Leaping out of the school playground and into my car, Spotto is now an ever lasting creature (even a virus!) that I cannot escape. Sometimes I shout it out and the kids (who have infected me with this thing) aren’t even bothered, sometimes the glory of declaring a Spotto is short lived when it causes real tears for those less eagle-eyed (“I wanted to see it first!”), and worst of all, as is often the case with jigsaws and colouring-in books, I find myself playing it on my own, when I am purposefully in a pre-planned me-time moment, there she is, bright as a yellow daisy, well, a yellow car…Spotto!
When I first learnt the rules, I thought it’d be hard – I mean how many yellow cars do you normally see, hmm, one a month maybe. But today I saw three in the space of 5 minutes.
I was on the way home from my jog along the river. Feeing serene and the perfect balance of exhaustion and re-energised. It’s funny, because when I was jogging I was very much in the moment and I consciously thought “all I can see is green and blue, how lovely, nature’s calming colours…” and then I get back to the car park feeling relief that my legs carried me the distance, ready to sit/collapse and calmly stretch, and then boom, there it is, a bloody yellow car. Once seen you can’t undo them.
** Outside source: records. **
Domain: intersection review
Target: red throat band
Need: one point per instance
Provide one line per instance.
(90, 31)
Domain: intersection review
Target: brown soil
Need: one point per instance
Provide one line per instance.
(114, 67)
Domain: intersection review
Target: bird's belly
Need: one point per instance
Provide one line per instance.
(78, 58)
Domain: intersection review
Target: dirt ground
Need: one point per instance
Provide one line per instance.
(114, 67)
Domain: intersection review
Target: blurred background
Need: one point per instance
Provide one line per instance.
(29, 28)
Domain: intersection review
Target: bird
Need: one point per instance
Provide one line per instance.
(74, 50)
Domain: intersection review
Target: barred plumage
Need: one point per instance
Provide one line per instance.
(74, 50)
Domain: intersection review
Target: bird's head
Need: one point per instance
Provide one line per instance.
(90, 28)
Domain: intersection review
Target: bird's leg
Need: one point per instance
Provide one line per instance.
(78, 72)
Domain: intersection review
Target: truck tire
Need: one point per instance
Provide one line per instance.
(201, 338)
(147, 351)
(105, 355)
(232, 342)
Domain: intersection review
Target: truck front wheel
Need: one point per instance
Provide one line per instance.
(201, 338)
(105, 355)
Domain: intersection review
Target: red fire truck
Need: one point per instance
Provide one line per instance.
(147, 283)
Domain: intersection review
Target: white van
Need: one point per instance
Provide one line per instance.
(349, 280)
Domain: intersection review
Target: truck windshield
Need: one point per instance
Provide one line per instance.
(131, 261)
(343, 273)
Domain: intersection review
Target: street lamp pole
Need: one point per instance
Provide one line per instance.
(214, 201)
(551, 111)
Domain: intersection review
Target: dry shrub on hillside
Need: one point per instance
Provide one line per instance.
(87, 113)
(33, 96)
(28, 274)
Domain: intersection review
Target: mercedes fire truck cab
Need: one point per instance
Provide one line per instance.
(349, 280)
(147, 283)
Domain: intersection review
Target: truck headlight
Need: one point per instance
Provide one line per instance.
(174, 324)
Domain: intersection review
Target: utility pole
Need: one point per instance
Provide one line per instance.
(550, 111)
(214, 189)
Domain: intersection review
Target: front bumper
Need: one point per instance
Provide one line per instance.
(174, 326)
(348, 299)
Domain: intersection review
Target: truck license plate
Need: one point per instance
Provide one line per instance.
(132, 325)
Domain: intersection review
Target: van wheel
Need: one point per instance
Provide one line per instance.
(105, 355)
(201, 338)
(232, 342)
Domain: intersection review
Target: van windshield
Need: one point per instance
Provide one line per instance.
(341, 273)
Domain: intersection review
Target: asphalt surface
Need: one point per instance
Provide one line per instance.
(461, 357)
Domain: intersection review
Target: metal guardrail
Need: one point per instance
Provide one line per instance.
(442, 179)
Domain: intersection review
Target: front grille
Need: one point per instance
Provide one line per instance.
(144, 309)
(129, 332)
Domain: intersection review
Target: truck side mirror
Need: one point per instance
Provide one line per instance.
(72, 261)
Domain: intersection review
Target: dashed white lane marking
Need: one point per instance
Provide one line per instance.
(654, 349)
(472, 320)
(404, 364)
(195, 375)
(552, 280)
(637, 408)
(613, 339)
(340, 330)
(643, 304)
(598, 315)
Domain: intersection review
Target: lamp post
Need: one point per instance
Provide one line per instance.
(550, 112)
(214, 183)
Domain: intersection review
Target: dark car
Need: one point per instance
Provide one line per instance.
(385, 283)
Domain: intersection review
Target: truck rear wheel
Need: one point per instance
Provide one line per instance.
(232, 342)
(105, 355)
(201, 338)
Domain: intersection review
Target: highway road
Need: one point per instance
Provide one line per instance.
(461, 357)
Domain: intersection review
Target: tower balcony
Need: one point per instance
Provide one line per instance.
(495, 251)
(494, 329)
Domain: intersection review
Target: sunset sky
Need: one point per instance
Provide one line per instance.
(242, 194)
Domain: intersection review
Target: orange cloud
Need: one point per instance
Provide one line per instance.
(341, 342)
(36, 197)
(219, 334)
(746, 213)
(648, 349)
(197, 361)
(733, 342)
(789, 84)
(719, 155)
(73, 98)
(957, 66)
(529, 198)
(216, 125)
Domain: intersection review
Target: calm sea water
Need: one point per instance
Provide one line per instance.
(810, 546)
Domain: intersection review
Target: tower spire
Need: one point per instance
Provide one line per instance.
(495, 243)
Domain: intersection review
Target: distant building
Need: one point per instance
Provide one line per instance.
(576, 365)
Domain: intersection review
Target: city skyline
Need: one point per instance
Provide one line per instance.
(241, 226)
Sounds like a line from a horror movie poster, doesn’t it?
There is no magic though, it’s simply due to the Baader-Meinhof phenomenon, an illusion of frequency, plus the support of confirmation bias, telling yourself it’s really happening…when it was happening all along you just didn’t notice it.
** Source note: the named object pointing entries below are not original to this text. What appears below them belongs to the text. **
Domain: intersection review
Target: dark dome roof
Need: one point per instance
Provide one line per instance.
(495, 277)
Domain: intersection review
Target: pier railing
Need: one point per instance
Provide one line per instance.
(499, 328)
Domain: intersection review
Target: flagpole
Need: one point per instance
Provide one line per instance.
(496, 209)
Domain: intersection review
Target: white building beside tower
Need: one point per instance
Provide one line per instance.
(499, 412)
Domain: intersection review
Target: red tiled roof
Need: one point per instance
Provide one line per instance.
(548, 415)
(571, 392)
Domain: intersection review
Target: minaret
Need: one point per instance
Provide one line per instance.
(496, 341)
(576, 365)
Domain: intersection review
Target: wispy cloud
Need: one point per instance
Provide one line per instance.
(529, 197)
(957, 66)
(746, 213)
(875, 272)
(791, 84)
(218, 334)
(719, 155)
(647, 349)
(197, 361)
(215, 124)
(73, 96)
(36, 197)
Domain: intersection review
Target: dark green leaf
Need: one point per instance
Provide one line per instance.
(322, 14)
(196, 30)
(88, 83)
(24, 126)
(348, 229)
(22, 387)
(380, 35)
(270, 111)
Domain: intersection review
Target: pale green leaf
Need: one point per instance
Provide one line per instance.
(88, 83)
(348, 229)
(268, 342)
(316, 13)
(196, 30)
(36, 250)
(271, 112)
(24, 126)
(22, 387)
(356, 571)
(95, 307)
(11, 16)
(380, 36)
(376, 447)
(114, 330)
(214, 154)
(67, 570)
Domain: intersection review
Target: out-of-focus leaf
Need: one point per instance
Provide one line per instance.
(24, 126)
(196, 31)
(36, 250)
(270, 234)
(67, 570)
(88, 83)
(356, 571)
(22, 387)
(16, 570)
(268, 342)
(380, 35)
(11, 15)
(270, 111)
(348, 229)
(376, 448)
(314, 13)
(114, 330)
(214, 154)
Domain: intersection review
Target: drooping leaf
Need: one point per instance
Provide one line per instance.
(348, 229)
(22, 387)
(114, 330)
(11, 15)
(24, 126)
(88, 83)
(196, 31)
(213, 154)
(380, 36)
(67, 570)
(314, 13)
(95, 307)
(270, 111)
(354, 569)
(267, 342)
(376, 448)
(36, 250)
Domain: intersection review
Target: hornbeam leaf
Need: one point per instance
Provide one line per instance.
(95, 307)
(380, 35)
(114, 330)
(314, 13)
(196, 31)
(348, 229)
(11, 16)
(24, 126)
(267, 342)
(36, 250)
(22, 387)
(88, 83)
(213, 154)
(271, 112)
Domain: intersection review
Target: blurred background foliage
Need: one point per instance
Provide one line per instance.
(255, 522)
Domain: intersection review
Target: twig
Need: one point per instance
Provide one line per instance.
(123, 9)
So despite its gaudy ways (yellow is pretty full on alllllllll over a car), Spotto has taught me, or reminded me at least, of a few life lessons:
⁃ Belonging – it’s nice to be truly accepted and playing in my kids world for a bit
⁃ Patience – it’ll happen, often sooner than you think; and if it takes longer there are other interesting things to see along the way
⁃ Simple games – made up of simple rules, no accessories needed, an equal playing field – I like it!
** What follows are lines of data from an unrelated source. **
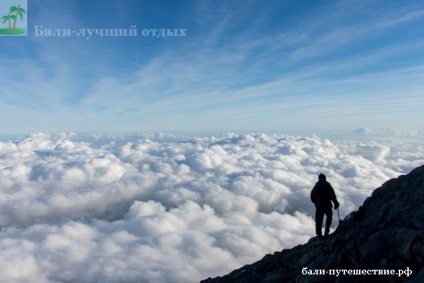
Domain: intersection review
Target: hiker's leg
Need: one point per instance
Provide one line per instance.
(319, 216)
(329, 215)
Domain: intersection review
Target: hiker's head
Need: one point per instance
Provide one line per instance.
(322, 177)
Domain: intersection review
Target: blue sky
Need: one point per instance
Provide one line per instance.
(242, 66)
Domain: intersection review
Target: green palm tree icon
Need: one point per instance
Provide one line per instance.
(15, 12)
(8, 18)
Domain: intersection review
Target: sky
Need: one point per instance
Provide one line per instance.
(264, 66)
(173, 209)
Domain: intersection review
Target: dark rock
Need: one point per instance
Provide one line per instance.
(386, 233)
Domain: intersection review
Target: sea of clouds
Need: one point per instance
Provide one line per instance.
(166, 208)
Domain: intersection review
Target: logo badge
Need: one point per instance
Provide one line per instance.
(13, 19)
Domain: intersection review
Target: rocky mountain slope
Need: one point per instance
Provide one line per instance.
(381, 242)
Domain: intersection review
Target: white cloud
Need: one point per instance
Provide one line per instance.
(158, 208)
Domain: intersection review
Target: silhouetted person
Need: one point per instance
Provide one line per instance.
(322, 195)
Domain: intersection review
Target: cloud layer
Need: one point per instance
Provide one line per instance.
(160, 208)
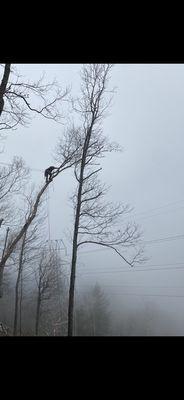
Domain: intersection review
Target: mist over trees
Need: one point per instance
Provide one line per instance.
(39, 294)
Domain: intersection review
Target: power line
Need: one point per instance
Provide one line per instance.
(132, 270)
(142, 294)
(32, 169)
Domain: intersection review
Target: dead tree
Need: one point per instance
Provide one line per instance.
(68, 160)
(94, 219)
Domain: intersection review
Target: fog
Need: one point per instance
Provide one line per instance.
(146, 118)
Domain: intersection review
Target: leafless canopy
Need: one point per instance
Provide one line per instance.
(20, 98)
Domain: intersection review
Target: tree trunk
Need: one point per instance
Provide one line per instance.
(75, 235)
(38, 314)
(3, 85)
(17, 286)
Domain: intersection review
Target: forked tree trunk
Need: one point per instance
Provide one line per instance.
(4, 85)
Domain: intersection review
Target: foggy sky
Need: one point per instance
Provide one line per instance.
(147, 120)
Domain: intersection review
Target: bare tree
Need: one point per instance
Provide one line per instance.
(68, 159)
(19, 98)
(95, 220)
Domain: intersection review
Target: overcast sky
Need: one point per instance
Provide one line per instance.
(147, 119)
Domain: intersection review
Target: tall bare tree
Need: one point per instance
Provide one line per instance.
(68, 159)
(95, 220)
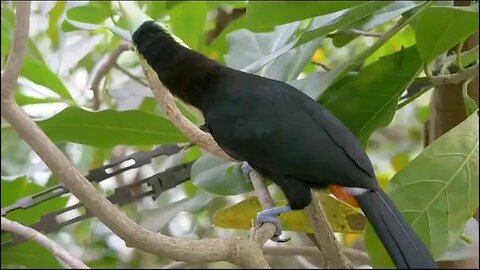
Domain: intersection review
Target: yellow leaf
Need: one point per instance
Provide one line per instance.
(318, 56)
(342, 217)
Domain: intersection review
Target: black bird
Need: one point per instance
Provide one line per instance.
(282, 133)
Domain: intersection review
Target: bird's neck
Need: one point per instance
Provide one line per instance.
(184, 72)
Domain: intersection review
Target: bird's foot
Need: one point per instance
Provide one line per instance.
(246, 169)
(271, 216)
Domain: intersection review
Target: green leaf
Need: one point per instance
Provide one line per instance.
(470, 105)
(110, 128)
(189, 25)
(437, 192)
(368, 101)
(22, 99)
(267, 14)
(88, 14)
(210, 173)
(41, 74)
(156, 219)
(463, 250)
(342, 217)
(322, 25)
(438, 29)
(55, 14)
(28, 254)
(351, 16)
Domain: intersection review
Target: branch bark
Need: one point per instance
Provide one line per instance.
(235, 250)
(315, 212)
(103, 70)
(56, 249)
(327, 242)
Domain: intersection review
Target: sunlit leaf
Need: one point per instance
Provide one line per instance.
(41, 74)
(109, 128)
(261, 13)
(437, 192)
(88, 14)
(210, 173)
(435, 36)
(368, 101)
(342, 217)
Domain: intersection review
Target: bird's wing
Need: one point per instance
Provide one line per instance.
(280, 131)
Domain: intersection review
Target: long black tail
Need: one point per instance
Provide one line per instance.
(401, 242)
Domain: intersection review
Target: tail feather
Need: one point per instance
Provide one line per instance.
(400, 240)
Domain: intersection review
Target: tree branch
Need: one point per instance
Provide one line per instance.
(103, 70)
(320, 225)
(165, 98)
(56, 249)
(235, 250)
(327, 243)
(456, 78)
(19, 46)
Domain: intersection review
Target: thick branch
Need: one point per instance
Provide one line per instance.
(56, 249)
(456, 78)
(320, 225)
(235, 250)
(19, 46)
(103, 70)
(196, 136)
(327, 243)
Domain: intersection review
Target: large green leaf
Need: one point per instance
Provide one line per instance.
(342, 217)
(368, 101)
(189, 25)
(109, 128)
(41, 74)
(321, 26)
(88, 14)
(437, 192)
(247, 46)
(438, 29)
(352, 15)
(261, 13)
(28, 254)
(219, 176)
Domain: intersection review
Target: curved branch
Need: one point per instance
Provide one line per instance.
(56, 249)
(322, 229)
(196, 136)
(235, 250)
(327, 243)
(456, 78)
(19, 47)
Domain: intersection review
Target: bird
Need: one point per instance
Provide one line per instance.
(283, 134)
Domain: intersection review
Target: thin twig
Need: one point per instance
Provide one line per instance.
(31, 234)
(19, 46)
(456, 78)
(236, 250)
(103, 70)
(131, 75)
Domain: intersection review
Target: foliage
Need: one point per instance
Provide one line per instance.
(69, 41)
⁃ There are so many hues of yellow – can you call out for a gold tinged car? But hesitate and you may not get the call…it’s risky
⁃ And finally, if you put it out to the universe it’ll come back. Truth. (Oprah and Ashton Kutcher confirm this – Salt Lake City is still prominently ruling my head…and heart).
I know that when I started being grateful I feel it more, and then I saw more and more and more things to add into my gratitude journal. It really works folks. So, I reckon I need some new rules for this game. But what do I need to spot for? I think I’m already doing it – stripes and trees – they are everywhere…I’m losing track of what I have taken photos of! In all honesty though, I think it’s the simple stuff (again). Health? Happiness? Kindness? Yes I think so. A million dollars? Nah…I don’t want to buy a yellow Ferrari or Lamborghini, imagine how annoying it’d be everyday…Spotto, Spotto, Spotto…
Love Stripes and Trees xxx
Ps sorry for any future sightings of yellow cars and the desire to shout it out, but if you do get bitten by the bug, I’d suggest transforming it into something more fulfilling.